What also causes a certain distrust of fresh blood among the colleagues who have so far been mainly educated in "the only possible university" in Estonia is the fact that the former are oftentimes figures with an "uncheckable" background. There is an increasing number of those who have studied at least partly outside Estonia (or at least been brought up on literature in foreign languages, with the number unified and shared basic texts therefore diminishing) and thus have a more fragile tie with the previous strata of the local art world, both socially and memory-wise. Therefore, what is called intellectual speak, or a real linguistic shift between the older and younger generations of colleagues, which is caused by both unshared "basic theories" and the dwindling expressive richness of the native language, may turn into a great intergenerational problem.

 

What to do?

I have no magic formula to offer for the field of art to prosper. Without taking a position with regard to generation or worldview, I would like to join the imagined choir of "pussies and pooches", who repeat as a chorus the importance of cooperation, transparency, equal treatment, setting of broad-based strategic goals and trans-generational dialogue within the field. Surely, all of us – personally as well as institutionally – have at least a couple of very good and reliable colleagues both among the younger and older generation; therefore, there must be a chance of real common ground, of at least a minimal shared professional platform. For it is not necessary that all the (hundreds) of arts people rally around the same flag and come to an agreement in the name of world revolution. However, under the conditions of a plurality of opinions and special interests, argumentative self-assertion, long-term impact analysis of short-term decisions from the perspective of the institutional "big picture" and possibly pointing to the need for a critical rethinking of habitual movements should not automatically mean personal attacks or struggles for territory, but sometimes also a joint front for the better use of shared strengths in the name of a more successful future. Whether all this is cat, racoon dog or gazelle talk, so to speak – you tell me.

 

1 Andreas Trossek, New Generation? – KUNST.EE 2014, No. 1, pp 3–4.

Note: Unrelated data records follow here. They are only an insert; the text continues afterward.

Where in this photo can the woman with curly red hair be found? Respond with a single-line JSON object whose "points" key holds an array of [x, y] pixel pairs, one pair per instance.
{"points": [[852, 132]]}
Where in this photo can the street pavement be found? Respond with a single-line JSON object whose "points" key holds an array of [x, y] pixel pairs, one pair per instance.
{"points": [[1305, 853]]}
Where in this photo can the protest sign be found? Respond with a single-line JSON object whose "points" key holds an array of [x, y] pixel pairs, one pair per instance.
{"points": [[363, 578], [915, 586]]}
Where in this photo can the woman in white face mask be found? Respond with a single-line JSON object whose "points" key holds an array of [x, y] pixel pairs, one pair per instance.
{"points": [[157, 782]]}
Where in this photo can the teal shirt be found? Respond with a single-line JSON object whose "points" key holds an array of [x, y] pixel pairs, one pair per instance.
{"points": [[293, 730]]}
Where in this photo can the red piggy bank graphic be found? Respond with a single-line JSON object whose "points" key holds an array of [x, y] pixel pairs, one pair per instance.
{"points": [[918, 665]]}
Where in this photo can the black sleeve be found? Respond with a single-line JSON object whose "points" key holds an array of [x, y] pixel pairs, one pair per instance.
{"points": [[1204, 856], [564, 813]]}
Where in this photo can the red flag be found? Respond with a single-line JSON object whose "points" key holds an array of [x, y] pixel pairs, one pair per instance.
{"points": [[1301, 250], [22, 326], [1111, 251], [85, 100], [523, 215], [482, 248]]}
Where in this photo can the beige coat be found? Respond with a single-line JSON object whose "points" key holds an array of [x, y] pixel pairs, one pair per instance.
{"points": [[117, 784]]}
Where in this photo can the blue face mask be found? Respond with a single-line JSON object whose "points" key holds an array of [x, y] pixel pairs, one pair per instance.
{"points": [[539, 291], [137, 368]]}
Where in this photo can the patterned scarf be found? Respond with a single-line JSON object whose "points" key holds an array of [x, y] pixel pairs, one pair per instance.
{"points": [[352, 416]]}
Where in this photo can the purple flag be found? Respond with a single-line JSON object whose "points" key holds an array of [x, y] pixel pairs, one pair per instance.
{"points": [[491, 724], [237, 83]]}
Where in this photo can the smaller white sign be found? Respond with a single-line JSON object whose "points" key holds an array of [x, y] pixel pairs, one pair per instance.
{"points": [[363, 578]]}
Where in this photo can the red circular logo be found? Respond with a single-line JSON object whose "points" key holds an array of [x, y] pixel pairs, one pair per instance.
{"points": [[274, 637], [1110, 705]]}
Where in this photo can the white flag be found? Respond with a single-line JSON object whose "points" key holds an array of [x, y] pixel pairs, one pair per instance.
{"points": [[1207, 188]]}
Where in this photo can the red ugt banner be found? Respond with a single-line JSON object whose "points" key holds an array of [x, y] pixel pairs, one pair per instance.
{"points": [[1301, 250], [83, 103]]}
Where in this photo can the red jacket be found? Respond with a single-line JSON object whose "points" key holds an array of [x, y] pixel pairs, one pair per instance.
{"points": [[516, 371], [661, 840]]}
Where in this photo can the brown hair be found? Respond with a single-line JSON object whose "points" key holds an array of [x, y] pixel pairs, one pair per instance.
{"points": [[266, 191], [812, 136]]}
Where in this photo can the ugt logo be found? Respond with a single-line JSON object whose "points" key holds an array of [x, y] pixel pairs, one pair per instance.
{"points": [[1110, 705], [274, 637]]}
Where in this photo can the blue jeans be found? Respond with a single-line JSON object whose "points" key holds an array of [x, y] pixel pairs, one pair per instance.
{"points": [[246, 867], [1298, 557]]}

2 Hans H. Luik, Vettinud mägrad versus noored gasellid. – Eesti Ekspress 11. X 2010.

3 When discussing the wave of "generational change" of leaders, we should not forget related areas more broadly, e.g. the recent examples of the Estonian Museum of Architecture and the cultural weekly Sirp, which are at least as symbolically loaded.

4 Ott Karulin, Sihtasutus Eesti Kultuur – kuidas seda juhtida? – Sirp 6. II 2014.

5 See e.g. columns by Maarin Mürk and Helen Tammemäe in Müürileht. "Instead of everyone twiddling on their own, we could learn to cooperate more – to combine our plans and goals and work together to achieve them. [---] Without living in constant fear that someone is definitely about to rip you off, it is possible to achieve great things – to change the world." – Helen Tammemäe, Koosolemise võimalikkusest. – Müürileht 17. II 2014.

 

Maria-Kristiina Soomre is an art historian. She has been working as art adviser for the Estonian Ministry of Culture since 2011, is a member of the Tallinn Art Hall Foundation representing the Ministry of Culture, and was a member of the Council of the Estonian Artists' Association representing the International Association of Art Critics.